Letter from Mike Singleton 27.7.20
Christchurch Airport project leader for Central Otago project

Dear John,
My name is Michael Singleton and I will be leading the Central Otago project for Christchurch Airport. Our team has passed your correspondence on to me.
I look forward to meeting with you in the way you feel most comfortable, but I'd like to explain why the public meeting you suggest might not work at this stage.

We appreciate news of our acquisition of land at Tarras came as a surprise to many. I must be unapologetic about that. Confidentiality was necessary through the land acquisition stage, otherwise we simply would not have been able to get to the start line. However, having acquired the land we wanted to be open about our project as soon as possible.

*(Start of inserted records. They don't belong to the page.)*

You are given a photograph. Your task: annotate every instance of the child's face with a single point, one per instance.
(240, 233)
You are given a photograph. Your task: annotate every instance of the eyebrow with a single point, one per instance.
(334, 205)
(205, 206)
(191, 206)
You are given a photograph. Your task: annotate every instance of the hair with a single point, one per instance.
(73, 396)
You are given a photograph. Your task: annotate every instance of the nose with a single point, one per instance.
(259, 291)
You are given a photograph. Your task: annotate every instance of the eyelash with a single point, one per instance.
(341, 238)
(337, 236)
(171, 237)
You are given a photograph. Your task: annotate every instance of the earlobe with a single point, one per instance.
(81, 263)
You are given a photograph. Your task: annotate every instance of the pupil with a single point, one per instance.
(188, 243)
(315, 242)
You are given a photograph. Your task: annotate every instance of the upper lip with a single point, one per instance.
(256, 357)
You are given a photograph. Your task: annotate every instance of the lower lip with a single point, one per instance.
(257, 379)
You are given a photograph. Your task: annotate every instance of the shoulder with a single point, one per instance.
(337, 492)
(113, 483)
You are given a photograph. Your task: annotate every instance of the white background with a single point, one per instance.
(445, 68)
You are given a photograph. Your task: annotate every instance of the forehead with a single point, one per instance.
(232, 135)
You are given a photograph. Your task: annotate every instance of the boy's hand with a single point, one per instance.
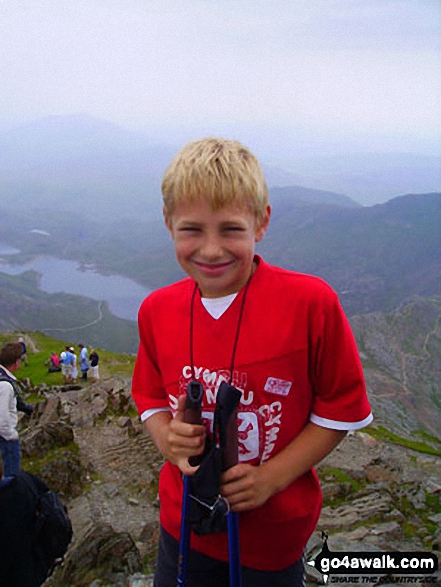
(245, 487)
(184, 440)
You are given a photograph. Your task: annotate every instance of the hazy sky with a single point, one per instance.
(341, 69)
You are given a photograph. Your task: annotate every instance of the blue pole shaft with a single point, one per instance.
(184, 542)
(234, 550)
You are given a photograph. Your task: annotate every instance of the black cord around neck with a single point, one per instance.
(236, 338)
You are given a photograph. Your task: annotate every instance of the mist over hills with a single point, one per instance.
(86, 162)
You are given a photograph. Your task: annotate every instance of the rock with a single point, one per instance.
(43, 438)
(101, 554)
(357, 511)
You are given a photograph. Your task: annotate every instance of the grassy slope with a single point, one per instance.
(40, 347)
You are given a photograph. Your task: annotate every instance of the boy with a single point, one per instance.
(283, 339)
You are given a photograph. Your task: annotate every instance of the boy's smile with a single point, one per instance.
(216, 248)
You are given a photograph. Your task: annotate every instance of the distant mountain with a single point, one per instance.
(79, 161)
(375, 257)
(370, 178)
(401, 354)
(289, 199)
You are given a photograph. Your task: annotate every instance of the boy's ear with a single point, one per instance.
(167, 221)
(261, 229)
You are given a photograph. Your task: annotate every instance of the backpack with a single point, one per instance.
(22, 406)
(53, 528)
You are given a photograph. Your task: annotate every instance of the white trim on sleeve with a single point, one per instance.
(152, 412)
(337, 425)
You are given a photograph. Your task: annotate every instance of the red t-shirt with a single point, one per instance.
(296, 362)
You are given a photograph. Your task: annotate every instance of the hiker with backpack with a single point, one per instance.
(35, 530)
(277, 337)
(10, 361)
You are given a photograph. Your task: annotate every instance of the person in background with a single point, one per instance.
(94, 369)
(66, 360)
(10, 361)
(54, 363)
(24, 355)
(74, 364)
(84, 362)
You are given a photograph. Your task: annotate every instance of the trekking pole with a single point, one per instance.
(192, 415)
(228, 398)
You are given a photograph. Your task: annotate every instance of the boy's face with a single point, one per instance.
(215, 248)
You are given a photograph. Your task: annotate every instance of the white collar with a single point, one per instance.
(218, 306)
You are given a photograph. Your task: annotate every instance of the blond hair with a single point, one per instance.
(224, 172)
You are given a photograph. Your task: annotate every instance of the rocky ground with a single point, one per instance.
(88, 445)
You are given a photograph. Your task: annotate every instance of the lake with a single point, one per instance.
(123, 295)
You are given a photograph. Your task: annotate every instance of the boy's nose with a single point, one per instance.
(211, 248)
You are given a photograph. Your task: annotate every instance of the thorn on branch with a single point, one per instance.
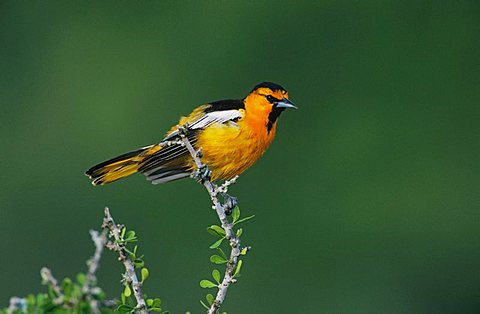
(118, 245)
(222, 210)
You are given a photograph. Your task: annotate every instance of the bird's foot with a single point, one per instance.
(229, 203)
(202, 174)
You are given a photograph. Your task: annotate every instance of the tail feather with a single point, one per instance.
(118, 167)
(159, 165)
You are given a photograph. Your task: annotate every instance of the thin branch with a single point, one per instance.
(231, 236)
(17, 305)
(118, 246)
(52, 282)
(89, 286)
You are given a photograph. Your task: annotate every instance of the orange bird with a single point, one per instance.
(232, 133)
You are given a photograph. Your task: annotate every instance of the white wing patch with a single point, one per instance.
(215, 117)
(223, 116)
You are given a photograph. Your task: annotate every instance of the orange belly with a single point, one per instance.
(230, 149)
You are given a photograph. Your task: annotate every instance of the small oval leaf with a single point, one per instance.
(236, 214)
(207, 284)
(216, 275)
(127, 292)
(217, 259)
(237, 270)
(145, 274)
(210, 298)
(216, 244)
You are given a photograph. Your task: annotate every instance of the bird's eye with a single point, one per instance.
(270, 98)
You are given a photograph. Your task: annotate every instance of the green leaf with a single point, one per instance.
(204, 305)
(217, 259)
(139, 262)
(239, 266)
(145, 274)
(244, 219)
(235, 214)
(207, 284)
(222, 253)
(156, 302)
(127, 292)
(81, 278)
(67, 287)
(130, 236)
(217, 243)
(216, 275)
(210, 298)
(216, 231)
(123, 308)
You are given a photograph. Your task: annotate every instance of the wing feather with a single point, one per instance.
(171, 162)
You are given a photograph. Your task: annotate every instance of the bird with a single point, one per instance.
(232, 135)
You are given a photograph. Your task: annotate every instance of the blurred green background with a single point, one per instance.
(367, 201)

We want to introduce ourselves and openly discuss our project with everyone in the community, before we begin any detailed planning. This might not be what you expect from us, but we believe it is the right way to begin. We want to listen, reflect back what we have heard and then factor that into our timing, design and approach. We are not in any hurry for those next steps. Formal consultation processes will happen, but they will happen much later. For now our focus is on conversation.

The advantage of these conversations is to provide us with the chance to hear directly from people, to help inform and shape the best way for us to deliver information as we develop the various pieces we will, of course, share once they are formed.

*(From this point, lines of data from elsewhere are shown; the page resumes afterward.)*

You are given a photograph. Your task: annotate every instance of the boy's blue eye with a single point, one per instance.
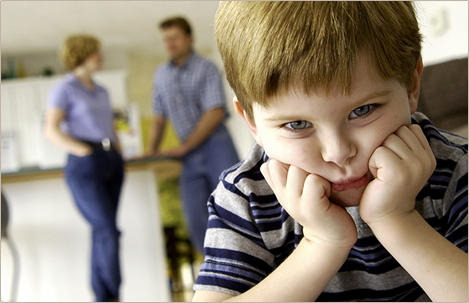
(361, 111)
(298, 125)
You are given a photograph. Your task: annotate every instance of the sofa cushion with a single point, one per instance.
(443, 94)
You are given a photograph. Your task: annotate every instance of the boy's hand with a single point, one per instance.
(306, 198)
(401, 167)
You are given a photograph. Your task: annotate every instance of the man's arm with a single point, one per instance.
(204, 128)
(156, 134)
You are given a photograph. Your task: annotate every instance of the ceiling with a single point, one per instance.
(40, 26)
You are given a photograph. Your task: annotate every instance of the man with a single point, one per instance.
(188, 91)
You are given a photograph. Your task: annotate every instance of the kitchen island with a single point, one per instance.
(54, 240)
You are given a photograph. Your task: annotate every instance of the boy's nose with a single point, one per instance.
(338, 149)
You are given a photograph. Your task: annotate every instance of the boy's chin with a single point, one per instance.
(347, 198)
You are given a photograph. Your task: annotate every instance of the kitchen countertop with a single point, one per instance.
(164, 168)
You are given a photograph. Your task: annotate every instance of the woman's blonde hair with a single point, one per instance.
(268, 47)
(76, 49)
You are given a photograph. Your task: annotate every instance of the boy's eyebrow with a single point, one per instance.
(374, 95)
(371, 96)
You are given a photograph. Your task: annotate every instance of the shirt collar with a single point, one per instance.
(187, 62)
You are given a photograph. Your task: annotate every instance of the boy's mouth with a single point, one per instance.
(350, 183)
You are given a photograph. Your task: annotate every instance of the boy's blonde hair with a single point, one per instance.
(270, 47)
(76, 49)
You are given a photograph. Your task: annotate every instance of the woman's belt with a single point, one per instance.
(105, 144)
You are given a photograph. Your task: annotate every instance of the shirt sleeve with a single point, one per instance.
(235, 259)
(158, 107)
(212, 94)
(456, 214)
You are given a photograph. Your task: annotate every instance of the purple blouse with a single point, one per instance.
(89, 114)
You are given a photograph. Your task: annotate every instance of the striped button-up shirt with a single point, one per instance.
(183, 94)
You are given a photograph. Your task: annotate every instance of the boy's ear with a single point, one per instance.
(415, 92)
(251, 125)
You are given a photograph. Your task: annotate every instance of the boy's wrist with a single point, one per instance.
(328, 246)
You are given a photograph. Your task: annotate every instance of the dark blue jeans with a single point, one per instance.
(200, 176)
(95, 182)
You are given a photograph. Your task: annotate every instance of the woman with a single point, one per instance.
(80, 120)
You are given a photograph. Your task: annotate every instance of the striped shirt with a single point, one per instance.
(183, 94)
(249, 233)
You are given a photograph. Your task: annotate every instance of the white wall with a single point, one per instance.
(444, 25)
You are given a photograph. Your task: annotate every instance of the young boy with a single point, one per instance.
(349, 194)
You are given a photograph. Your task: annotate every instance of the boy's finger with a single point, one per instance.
(296, 179)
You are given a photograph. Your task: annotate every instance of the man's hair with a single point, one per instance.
(179, 22)
(76, 49)
(270, 47)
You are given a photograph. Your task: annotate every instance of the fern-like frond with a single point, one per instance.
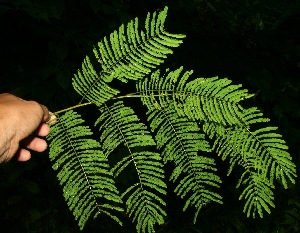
(91, 86)
(202, 99)
(130, 53)
(83, 170)
(120, 126)
(261, 152)
(181, 140)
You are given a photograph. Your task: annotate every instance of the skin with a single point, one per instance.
(22, 123)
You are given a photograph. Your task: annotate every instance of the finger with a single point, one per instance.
(46, 114)
(23, 155)
(52, 120)
(43, 130)
(36, 144)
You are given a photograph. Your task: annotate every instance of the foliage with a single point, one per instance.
(182, 114)
(40, 50)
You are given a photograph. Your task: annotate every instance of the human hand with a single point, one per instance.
(21, 124)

There are therefore two reasons why we are hesitant about your public meeting. First, we are simply much earlier in the project than you suspect. The documents you identify in your agenda simply have not been created yet. Second, public meetings work well when someone has something to impart, but we are not sure they work well as a way of listening to everyone's views.
Often, only the loudest voices get heard. We'd rather start by listening to everyone in the way they feel comfortable, which is why we're not convinced a public meeting is the right way to start.

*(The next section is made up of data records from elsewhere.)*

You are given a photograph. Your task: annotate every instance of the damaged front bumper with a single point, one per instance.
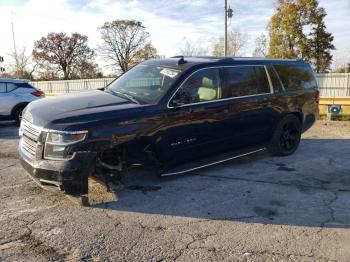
(70, 176)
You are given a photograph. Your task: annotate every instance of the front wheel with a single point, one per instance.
(286, 137)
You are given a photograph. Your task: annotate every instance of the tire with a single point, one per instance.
(286, 136)
(17, 115)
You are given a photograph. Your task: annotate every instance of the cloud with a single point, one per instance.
(169, 22)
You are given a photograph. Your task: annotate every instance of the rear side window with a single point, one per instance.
(296, 77)
(244, 81)
(204, 85)
(276, 82)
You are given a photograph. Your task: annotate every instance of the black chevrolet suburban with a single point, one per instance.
(171, 115)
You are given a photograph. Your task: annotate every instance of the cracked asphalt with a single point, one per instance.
(257, 208)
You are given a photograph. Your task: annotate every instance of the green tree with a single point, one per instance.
(285, 31)
(319, 43)
(288, 38)
(261, 46)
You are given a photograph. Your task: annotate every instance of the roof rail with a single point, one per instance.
(181, 59)
(226, 59)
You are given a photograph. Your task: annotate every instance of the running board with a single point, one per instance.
(209, 161)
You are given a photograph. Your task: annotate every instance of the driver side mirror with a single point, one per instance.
(177, 102)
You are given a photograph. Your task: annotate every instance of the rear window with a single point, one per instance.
(296, 77)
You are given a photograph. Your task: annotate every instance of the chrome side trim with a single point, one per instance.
(216, 100)
(55, 183)
(211, 164)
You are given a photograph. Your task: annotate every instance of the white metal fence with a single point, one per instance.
(334, 84)
(330, 85)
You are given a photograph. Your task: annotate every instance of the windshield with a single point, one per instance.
(144, 83)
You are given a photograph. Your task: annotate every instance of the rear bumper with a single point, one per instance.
(70, 176)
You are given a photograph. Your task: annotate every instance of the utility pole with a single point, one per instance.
(225, 48)
(14, 44)
(228, 14)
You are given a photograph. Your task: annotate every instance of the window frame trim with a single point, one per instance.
(221, 99)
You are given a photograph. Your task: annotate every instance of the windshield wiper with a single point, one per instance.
(127, 96)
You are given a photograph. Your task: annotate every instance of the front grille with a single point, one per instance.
(30, 131)
(29, 140)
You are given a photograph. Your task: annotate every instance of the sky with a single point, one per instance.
(170, 23)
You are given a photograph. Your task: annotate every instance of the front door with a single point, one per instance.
(251, 111)
(195, 116)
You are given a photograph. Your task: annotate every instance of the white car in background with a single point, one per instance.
(15, 95)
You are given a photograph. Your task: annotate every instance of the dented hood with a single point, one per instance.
(77, 111)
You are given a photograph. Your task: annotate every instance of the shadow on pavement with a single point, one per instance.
(309, 188)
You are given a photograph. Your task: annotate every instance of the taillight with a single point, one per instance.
(38, 93)
(317, 96)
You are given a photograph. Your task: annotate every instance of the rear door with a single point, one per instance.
(251, 112)
(197, 116)
(9, 97)
(300, 85)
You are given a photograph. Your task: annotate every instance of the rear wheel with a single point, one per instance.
(286, 137)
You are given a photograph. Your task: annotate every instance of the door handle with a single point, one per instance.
(266, 104)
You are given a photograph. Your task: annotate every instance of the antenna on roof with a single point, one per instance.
(181, 59)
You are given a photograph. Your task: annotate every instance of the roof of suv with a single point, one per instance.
(184, 62)
(15, 81)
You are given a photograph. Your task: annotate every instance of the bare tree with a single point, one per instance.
(62, 51)
(190, 49)
(85, 69)
(21, 65)
(125, 43)
(236, 44)
(261, 46)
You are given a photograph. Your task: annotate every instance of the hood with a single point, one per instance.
(75, 111)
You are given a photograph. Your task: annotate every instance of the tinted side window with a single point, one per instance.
(276, 82)
(262, 80)
(204, 85)
(244, 81)
(2, 87)
(296, 77)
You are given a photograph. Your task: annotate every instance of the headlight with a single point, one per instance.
(57, 144)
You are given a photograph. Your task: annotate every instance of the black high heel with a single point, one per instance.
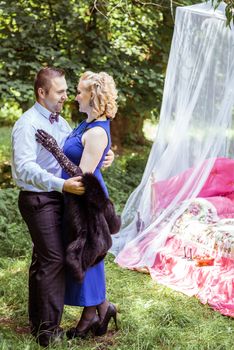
(111, 312)
(76, 333)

What I think might work better is to meet with you, and others, individually, to introduce myself and the project, then take it from there. I'm sure we will have public meetings in the future.
Regards
Michael



TARRAS COMMUNITY PRESS RELEASE 27.7.2020

Tarras International Airport? Community has questions.
The Tarras community urgently convened a meeting on Sunday to address the implications of a proposed International Airport at Tarras Central Otago.
There was unanimous agreement that this was a matter of national rather than just local concern. The major concern was evident lack of due process. For example Christchurch International Airport Ltd is 25% owned by the Crown and 75% by Christchurch City Council. What did the government know about this proposal?
There are many other open questions including climate change, sustainable tourism, the funding trail and the legaility of the whole process.
A public meeting will be held at 7pm on Wednesday 29th July, at the Tarras Community Hall, to which members of national and local government, and a representative of Christchurch International Airport are also invited.